Isole Cook o Polinesia Francese: quale destinazione scegliere?

Isole Cook o Polinesia

Diciamolo subito: sia le Isole Cook che la Polinesia Francese sono due destinazioni magnifiche. E questo complica non poco le cose. Sarebbe stato più semplice scegliere tra una destinazione un pò più “bruttina” ( sempre che esista una destinazione “bruttina” ) e una meta da sogno, ma non è il nostro caso, dato che entrambe sono mete a dir poco favolose! E dunque, Isole Cook o Polinesia Francese per il vostro prossimo viaggio? Quale meta scegliere?
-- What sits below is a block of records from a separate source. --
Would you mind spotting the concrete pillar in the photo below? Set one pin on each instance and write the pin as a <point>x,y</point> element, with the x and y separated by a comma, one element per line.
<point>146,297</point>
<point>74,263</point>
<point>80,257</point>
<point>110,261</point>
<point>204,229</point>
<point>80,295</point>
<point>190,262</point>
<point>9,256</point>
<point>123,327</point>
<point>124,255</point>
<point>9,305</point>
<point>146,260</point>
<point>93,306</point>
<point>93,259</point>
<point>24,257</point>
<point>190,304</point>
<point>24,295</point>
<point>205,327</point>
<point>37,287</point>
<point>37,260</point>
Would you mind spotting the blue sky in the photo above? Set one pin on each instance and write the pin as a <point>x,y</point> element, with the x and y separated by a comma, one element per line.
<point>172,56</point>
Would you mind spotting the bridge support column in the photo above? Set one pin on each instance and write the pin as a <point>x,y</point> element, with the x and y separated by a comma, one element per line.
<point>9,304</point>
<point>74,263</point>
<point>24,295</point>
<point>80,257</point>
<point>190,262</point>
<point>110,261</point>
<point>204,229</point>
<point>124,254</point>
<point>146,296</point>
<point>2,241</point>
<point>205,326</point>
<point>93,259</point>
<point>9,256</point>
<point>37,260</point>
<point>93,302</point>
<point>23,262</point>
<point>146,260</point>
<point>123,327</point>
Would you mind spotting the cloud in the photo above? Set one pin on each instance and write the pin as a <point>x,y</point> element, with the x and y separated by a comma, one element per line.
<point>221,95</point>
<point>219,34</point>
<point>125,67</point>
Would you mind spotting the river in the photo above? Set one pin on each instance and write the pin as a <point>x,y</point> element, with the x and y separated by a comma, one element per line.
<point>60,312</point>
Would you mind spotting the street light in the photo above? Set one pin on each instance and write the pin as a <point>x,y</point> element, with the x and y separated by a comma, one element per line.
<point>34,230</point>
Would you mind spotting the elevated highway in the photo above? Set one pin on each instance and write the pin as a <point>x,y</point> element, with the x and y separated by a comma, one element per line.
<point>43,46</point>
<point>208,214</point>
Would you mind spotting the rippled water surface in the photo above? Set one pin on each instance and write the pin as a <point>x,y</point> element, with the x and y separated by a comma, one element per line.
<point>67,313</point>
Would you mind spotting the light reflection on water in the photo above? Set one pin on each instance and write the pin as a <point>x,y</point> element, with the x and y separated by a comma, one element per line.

Una scelta estremamente difficile: Isole Cook o Polinesia Francese?

Isole Cook o Polinesia

Partiamo dal presupposto che non esiste una sola Polinesia, ma anche le Cook fanno parte della Polinesia. No, non sto dicendo un’inesattezza ma è la verità. Quando parliamo di Polinesia, ci riferiamo a diversi arcipelaghi, tra cui anche le Isole Cook. C’è poi la Polinesia Francese invece, che è tutt’altra cosa ed è quella che conoscete anche voi.

Questo è per rimarcare il fatto che entrambe le destinazioni sono straordinarie e incredibilmente ricche di bellezze naturalistiche e paesaggistiche.

Ma nonostante la vicinanza sono comunque due mete molto diverse tra loro, con culture, stili di vita e realtà completamente differenti.

Fare una scelta non è semplice, lo so; ma cercherò con questo articolo di darvi qualche spunto di riflessione per prendere la decisione migliore per voi, sulla base delle vostre esigenze e caratteristiche del vostro viaggio ideale.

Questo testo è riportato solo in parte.